Have you had any coincidences of that magnitude in your life?’

‘Both my grandmothers were called Mary Brown.’ ‘Were they really?’ Wexford was temporarily distracted. ‘You never told me that before. And did they come from the same part of the country?’

‘One from Sussex and one from Herefordshire. I bet you the odds against that happening are a lot longer than against Milvey finding Williams’s bag. You look at it and you’ll see it’s not that much of a coincidence. If it had been buried, say, or stuck in a hollow tree and Milvey had found it, that would be something else. But it was in a pond and Milvey’s in the pond-dragging business. Once it got in the pond and the pond was due to be dragged—which whoever put it there wouldn’t know, of course—the chances would be that Milvey would find it. You want to look at it like that.’

Wexford knew there was more to it than that; he couldn’t dismiss it in the easy way Burden did. Milvey’s behaviour had been a shade odd anyway and Wexford was sure he hadn’t told all he knew.

‘How long do you think the bag’s been in the pond?’ It was on the floor between them, deposited on sheets of newspaper, its contents, which Wexford had already examined, now replaced.

‘Since the night he went, I suppose, or the next day.’ Wexford didn’t go along with that either but he let it pass for the time being.
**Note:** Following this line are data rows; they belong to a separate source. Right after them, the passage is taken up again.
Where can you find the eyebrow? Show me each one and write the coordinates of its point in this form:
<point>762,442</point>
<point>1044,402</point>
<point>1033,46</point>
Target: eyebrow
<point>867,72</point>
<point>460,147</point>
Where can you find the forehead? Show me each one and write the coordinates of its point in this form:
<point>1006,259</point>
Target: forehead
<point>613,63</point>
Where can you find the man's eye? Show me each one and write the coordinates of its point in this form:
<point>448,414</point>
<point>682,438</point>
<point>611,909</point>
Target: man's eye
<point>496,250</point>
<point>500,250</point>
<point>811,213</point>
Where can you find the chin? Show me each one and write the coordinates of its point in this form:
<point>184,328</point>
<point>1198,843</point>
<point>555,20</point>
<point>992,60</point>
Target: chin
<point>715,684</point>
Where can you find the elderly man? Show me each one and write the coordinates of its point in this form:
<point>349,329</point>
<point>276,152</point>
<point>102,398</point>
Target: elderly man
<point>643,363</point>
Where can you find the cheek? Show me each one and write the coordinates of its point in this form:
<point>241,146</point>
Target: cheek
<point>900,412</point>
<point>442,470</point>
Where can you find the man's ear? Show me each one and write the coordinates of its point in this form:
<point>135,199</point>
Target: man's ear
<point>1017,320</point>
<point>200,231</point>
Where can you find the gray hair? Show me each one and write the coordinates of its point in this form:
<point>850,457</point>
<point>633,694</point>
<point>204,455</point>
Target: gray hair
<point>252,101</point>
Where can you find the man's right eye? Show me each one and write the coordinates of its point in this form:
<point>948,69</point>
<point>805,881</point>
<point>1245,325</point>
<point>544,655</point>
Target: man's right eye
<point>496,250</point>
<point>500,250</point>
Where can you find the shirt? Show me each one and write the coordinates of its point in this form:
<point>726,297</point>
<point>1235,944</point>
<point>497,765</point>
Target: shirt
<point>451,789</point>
As well as the brown suede blouson there was a raincoat in the bag, a trendy version of a Burberry, the fifty pounds, a toothbrush, tube of toothpaste and disposable razor wrapped up in a pair of underpants, a bottle of Monsieur Rochas cologne and a pair of brand new socks with the label still on them. The underpants were a young man’s Horns, pale blue and white, the socks dark brown, an expensive brand made of silk. s          It was the kind of packing a man would do for an overnight stay somewhere, not for three nights, and the pants and socks and cologne seemed to indicate a night not spent alone. Or had there been more articles in the bag which had been removed? This could surely only have been done to prevent identification of the bag’s owner. In that case why leave the donor card in the blouson pocket? ‘I would like to help someone to live after my death’, it stated somewhat naively in scarlet and white, and on the reverse side Rodney Williams had requested that in the event of his death any part of his body which might be required should be used in the treatment of others. Underneath this was his signature and the date a year past. The next of kin to contact was given, as might have been expected, as Joy Williams with the Alverbury Road phone number.

Men’s natures were a mass of contradictions, there was no consistency, and yet Wexford marvelled a little that a husband and father could deliberately and ruthlessly deceive his wife over his income and pursue a course of skinflint meanness to her and his children yet want to donate his body for transplants. It would cost him nothing though, he would be dead after all. Was he dead?